Jül Sezar'ın Galya Savaşları tarihte bir dönüm noktasıdır. Sadece Galya'daki bağımsız kabilelerin sonu değil, aynı zamanda Roma Cumhuriyeti için de sonun başlangıcıdır. Sezar'ın Pompey ve Crassus'la kurduğu Birinci Triumvirlik sayesinde kazandığı Cisalpine ve Transalpine Galyası valisi olarak süren on yıllık prokonsüllüğü, ona hem askeri güç, hem de sonraki yıllarda Roma politikalarına hükmedecek zenginlik kazandırmıştı.
Galya Savaşları konusundaki en iyi kaynağımız göç eden Helvetilere karşı yaptıklarından başlayıp, Galya kabilelerini bölüp fethetmesine, sonrasında çıkan isyanların bastırılmasına ve sonunda da Alesya Kuşatması'yla Vercingetorix'in teslim olmasına kadar gerçekleşen olayları anlatan Sezar'ın kendi yorumlarıdır.

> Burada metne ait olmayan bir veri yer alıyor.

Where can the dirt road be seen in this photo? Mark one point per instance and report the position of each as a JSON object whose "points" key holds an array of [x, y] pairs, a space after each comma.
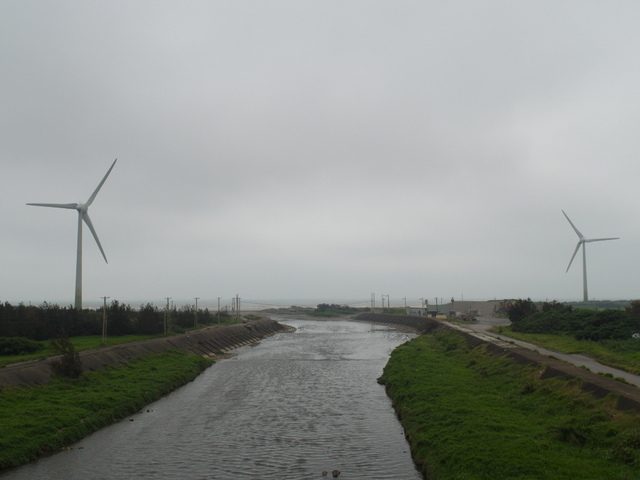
{"points": [[485, 323]]}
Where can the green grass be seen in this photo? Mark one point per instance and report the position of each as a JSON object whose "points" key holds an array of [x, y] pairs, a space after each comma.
{"points": [[621, 354], [40, 420], [473, 416], [89, 342]]}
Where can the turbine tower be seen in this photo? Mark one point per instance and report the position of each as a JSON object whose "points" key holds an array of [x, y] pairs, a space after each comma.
{"points": [[581, 242], [83, 216]]}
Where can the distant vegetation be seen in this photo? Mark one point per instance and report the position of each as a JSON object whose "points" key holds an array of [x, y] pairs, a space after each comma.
{"points": [[333, 310], [48, 320], [583, 324]]}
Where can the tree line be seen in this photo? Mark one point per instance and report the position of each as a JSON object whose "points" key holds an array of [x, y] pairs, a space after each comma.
{"points": [[583, 324], [46, 321]]}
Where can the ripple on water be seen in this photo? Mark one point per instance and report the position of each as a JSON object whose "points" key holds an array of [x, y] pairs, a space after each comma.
{"points": [[289, 408]]}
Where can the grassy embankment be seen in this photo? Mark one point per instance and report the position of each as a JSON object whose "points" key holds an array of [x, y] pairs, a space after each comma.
{"points": [[621, 354], [92, 342], [470, 415], [40, 420], [89, 342]]}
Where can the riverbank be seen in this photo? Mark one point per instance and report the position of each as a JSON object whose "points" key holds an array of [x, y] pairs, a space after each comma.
{"points": [[471, 414], [43, 419], [42, 414], [208, 342]]}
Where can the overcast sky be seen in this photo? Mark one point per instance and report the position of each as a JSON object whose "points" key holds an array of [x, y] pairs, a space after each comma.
{"points": [[320, 149]]}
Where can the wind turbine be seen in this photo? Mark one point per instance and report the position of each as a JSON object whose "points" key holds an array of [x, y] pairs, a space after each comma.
{"points": [[581, 242], [83, 216]]}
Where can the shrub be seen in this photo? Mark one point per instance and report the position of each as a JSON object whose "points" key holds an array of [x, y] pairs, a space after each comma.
{"points": [[18, 346], [69, 364]]}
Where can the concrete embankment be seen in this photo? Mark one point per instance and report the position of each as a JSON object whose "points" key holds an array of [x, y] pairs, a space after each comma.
{"points": [[628, 395], [208, 342]]}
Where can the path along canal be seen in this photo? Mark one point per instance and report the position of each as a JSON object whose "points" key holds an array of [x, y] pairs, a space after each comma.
{"points": [[290, 407]]}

Galya'daki seferlerinin yanında Sezar, Roma senatosundaki onu kabul etmeyen rakiplerine karşı da farklı bir savaş içerisindeydi. Sezar'ın politik gücünün kaynağı, Pompey ve Crassus ile yaptığı kırılgan ve herkesin kendi adına kullanmak istediği bir ittifaktı.

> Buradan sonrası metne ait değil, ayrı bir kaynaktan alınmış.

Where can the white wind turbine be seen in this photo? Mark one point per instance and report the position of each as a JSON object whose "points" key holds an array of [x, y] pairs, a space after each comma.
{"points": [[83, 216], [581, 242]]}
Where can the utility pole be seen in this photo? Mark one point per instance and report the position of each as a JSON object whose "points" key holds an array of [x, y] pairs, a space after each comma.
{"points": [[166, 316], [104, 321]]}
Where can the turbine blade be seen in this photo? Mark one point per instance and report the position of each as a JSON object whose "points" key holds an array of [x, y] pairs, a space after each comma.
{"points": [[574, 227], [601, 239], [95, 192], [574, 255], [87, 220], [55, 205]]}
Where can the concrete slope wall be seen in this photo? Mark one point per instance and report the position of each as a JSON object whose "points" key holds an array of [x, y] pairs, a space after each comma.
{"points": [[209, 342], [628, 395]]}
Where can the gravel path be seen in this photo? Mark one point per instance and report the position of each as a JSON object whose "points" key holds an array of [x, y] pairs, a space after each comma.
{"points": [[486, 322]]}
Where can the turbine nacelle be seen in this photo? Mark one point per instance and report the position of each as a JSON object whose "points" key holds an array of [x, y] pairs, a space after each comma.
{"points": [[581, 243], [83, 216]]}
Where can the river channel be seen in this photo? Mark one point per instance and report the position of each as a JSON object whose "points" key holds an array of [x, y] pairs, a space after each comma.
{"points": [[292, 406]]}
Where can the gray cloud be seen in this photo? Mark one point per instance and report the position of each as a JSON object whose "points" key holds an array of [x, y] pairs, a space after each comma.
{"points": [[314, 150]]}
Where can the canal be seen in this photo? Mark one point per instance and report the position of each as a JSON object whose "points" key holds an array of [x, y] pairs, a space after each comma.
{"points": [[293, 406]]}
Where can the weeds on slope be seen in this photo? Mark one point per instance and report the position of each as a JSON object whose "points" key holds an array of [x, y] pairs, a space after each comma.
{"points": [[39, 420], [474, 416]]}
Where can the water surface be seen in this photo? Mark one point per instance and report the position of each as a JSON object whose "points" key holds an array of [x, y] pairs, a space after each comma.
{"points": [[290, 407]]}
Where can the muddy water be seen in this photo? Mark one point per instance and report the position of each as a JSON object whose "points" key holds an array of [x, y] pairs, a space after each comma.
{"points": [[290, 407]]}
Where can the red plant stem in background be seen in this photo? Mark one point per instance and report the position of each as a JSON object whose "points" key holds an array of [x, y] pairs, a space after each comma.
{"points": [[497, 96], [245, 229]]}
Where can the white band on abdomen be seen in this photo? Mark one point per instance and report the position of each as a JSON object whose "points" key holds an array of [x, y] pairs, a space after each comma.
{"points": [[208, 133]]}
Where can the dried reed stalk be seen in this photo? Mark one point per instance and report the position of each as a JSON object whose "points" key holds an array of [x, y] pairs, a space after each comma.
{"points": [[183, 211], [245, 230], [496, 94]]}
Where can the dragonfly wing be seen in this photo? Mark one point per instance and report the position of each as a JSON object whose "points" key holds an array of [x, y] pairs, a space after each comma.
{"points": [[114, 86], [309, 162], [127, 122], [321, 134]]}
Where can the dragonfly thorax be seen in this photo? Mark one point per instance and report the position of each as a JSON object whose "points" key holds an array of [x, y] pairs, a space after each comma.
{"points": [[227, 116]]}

Sezar'ın Galya seferleri ve politik hamleleri risklerle doluydu. Galya ve Cermen kabilelerine, özellikle de Arvernilere, Nervilere ve Süevlere karşı yaptığı seferler başarısız olsaydı, bunun bedelini Roma ödeyebilir ve dünya çok daha farklı bir yer olabilirdi.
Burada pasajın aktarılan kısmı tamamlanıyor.